To that end, Warner will be embarking on an aggressive marketing campaign, not just in T&T but throughout the region where, he said, businesses have been more receptive.

The platform is already open for business to Caricom members and all businesses can simply register on the platform and benefit from three months of free service.

The eCaribbeanOnline platform is open to any business, from someone who sells things from their homes to more established business places.

“You don’t have to be registered. We will find out how many products you intend to sell a month and that puts you in a particular category. We have categories from entrepreneurs to maxi e-commerce providers. We don’t charge individuals. You can take a watch, upload a photo and we don’t charge you,” Warner explained.

 “You can start off like that but then you could move from a sole trader to a higher level. When you want to push over five items, the site asks you to upgrade, it goes from level one to six, and over level four you have to be registered and the site asks you for more information.
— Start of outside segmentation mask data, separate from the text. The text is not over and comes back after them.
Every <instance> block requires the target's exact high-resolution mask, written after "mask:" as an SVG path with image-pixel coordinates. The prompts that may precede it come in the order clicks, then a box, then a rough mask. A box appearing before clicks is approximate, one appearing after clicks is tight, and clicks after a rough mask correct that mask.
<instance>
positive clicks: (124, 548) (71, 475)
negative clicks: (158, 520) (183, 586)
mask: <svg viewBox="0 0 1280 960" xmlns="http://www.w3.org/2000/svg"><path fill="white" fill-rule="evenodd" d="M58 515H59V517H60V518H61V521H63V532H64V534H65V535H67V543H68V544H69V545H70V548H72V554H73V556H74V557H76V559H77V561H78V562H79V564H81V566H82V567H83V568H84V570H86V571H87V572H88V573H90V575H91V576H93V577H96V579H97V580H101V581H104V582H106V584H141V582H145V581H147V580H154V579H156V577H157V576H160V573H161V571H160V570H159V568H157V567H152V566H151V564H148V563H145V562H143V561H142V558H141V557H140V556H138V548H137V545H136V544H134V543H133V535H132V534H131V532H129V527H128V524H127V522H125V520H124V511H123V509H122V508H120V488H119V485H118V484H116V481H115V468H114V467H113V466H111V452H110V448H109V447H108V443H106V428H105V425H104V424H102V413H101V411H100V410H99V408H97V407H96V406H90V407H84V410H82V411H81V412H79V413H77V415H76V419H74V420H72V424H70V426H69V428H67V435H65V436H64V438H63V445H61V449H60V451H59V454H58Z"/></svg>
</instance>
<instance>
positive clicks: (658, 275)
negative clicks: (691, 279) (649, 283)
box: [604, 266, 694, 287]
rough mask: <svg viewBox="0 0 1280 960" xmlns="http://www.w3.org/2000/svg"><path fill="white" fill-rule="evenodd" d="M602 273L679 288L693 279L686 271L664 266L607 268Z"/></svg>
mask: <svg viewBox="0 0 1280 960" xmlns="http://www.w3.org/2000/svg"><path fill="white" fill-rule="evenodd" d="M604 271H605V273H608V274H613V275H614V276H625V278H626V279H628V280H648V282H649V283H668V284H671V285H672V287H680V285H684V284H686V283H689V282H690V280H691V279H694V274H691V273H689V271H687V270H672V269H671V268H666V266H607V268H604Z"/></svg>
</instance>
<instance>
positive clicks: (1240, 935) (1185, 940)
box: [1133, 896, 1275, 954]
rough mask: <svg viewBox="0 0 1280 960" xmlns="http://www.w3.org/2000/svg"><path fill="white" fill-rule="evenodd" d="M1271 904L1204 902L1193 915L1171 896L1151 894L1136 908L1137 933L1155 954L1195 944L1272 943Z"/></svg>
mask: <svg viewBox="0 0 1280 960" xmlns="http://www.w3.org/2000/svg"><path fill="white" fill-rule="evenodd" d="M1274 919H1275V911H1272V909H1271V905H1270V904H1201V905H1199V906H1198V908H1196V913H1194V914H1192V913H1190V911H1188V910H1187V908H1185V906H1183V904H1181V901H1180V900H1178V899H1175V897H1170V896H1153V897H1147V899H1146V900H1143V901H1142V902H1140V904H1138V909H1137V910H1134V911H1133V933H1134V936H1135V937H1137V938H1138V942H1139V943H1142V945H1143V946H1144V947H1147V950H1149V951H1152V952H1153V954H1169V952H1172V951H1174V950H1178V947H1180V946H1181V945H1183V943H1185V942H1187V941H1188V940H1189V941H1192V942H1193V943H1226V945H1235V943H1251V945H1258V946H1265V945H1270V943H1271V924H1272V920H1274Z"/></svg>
We give businesses advice, we rebrand, give you a logo, and give you advice on pricing to ensure it is competitive.”

Products going to addresses outside of the Caribbean are shipped via DHL or Fedex and the site gives you guidelines from the couriers on shipping.

Warner said the plan to launch the site in Jamaica and Barbados but one of the challenges in expanding to other islands is the technological infrastructure that is not as advanced with the couriers which make it difficult to link to their platforms. That, however, does not hinder domestic transportation of products. 

Apart from expanding to different islands, eCaribbeanOnline will be rolling out some new initiatives such as an events calendar that will allow users to purchase tickets for events and a platform to rent cars and book hotels to help boost tourism in the region.

Warner said: “It will be a one-stop shop.”